Saturday, November 18, 2006

Abandoned

Illusive reality
Deceptive truths
Honest lies
Blissful miseries

False reflections
In those eyes
Fake affection
Phony smiles

Shattered myths
Destroyed fantasies
A gush of blood
Over frozen lives

Dazed, confused
Paralyzed by fate
Screaming in silence
Choking with hate

Broken. Wrecked. Scarred.
For life.
This is for my best friend. Take care sweetie. God bless you.

Friday, November 03, 2006

Thinking aloud...

So November’s here. Four months gone. Just like that. Six more to go. Sigh… has it really been that long? Or rather…just four months? Feels as if I’ve been on my own forever. Its fun, you know. Paying my rent myself, fixing my own meals, juggling studies…being responsible is something I’m not really used to! But I’m liking it. Sure I miss the pampering…but this is better in a way. This time, when I went back home, I was treated like an adult for once. As an equal. My decisions were respected. They listened to me. I felt so proud. I think it’s the first time I felt I’ve actually ‘grown up’. I’ve learnt to trust myself. Trust my decisions. I know if there’s someone I can rely on here, its just me.

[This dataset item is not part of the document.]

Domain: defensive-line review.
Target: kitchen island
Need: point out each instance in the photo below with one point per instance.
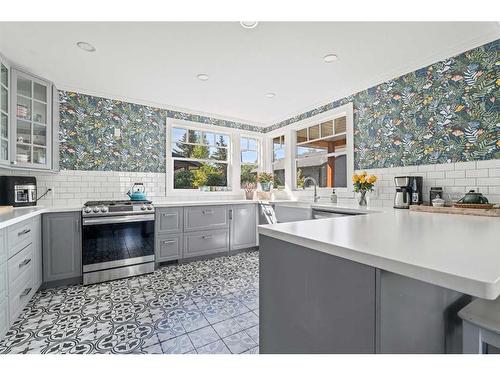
(387, 281)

But there’s something I fear. I hope that in this one year, I don’t change for the worse. I don’t become indifferent to others. I mean, it feels as if I’ve seen so much that nothing else can surprise me. I don’t want to be that way. I don’t want that ‘I couldn’t care less’ attitude. That’s not me. I want to break down and cry at times. And sometimes, I want to laugh out loud. I don’t want to lose my power to feel. To love. To care.

I really don’t know what the future holds for me. But whatever it may be…I know I’ll be able to handle it.